Do something every single day to send more traffic your way. This could be content marketing. It could be social media. It could be tweaking your SEO. Or it could be paid ads. Start by making a master list of things you can do to get more traffic. Pick things you can quickly do and rotate through one or more of them on a daily basis. Things that take a bit longer should become part of your weekly and monthly routine. For example, you may choose to learn how to run Facebook ads this month as one of your bigger projects. The most important part is to do things consistently to drive more traffic to your website.

Next, think about what you can do to get more subscribers. Adding an opt-in box to your latest blog post is a quick task that could go on your daily to-do list. Setting up a new opt-in funnel with a fresh lead magnet may make a great weekly project. Writing a book to tap into a new market via Amazon would be more of a project that takes a month or more. Come up with a variety of different things you can try, tweak, and do more to grow your list consistently.

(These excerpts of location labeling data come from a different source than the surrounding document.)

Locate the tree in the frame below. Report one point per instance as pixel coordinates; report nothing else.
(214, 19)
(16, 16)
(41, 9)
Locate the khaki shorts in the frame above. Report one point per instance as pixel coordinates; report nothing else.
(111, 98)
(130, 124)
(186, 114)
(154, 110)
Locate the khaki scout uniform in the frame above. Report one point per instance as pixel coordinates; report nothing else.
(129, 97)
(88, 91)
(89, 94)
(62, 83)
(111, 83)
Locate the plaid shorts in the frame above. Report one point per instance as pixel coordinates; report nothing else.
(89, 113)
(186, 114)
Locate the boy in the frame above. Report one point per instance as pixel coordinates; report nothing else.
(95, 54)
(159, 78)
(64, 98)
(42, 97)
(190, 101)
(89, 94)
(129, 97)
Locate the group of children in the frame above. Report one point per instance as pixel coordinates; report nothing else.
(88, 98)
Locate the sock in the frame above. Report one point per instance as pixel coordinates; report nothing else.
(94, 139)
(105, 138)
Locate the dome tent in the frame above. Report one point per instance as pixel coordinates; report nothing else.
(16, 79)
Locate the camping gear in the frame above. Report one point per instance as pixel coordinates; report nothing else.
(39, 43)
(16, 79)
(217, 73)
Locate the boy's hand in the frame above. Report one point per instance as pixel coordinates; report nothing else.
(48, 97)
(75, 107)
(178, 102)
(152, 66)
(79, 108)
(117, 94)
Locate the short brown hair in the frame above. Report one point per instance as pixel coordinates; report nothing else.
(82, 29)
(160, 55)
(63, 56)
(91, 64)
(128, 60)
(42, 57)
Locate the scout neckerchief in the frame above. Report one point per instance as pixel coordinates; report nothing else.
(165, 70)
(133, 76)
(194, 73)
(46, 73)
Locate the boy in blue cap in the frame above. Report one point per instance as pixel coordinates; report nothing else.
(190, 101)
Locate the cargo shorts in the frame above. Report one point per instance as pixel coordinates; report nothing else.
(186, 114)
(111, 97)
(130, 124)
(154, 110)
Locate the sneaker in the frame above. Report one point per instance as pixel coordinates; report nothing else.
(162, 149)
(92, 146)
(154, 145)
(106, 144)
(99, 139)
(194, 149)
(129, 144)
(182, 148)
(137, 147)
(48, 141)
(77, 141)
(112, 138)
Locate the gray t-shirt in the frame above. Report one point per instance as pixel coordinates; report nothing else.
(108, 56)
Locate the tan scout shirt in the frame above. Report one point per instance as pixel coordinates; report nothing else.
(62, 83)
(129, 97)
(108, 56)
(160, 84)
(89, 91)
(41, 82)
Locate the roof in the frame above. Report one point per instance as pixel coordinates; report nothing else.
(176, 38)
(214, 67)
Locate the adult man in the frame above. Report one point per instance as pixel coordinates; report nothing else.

Last but not least, you’ve got to make an offer. This could be something evergreen like crafting a new autoresponder email for your flagship product. It could be a daily task of running and tweaking ads. Or it could be a free SEO and social media campaign that you work on for a few weeks. Make a list of what you can do to get your offers in front of fresh eyeballs and get to work. And don’t forget to set aside some time each week to work on the next paid product as well.

Keep chipping away and continuing to build and fine-tune your routine. Your consistent efforts will start to pay off and more importantly, they will begin to compound as you get more traffic, grow your list by leaps and bounds, and add more products each new customer may be interested in. Keep at it. Consistency is the key to long-term profit.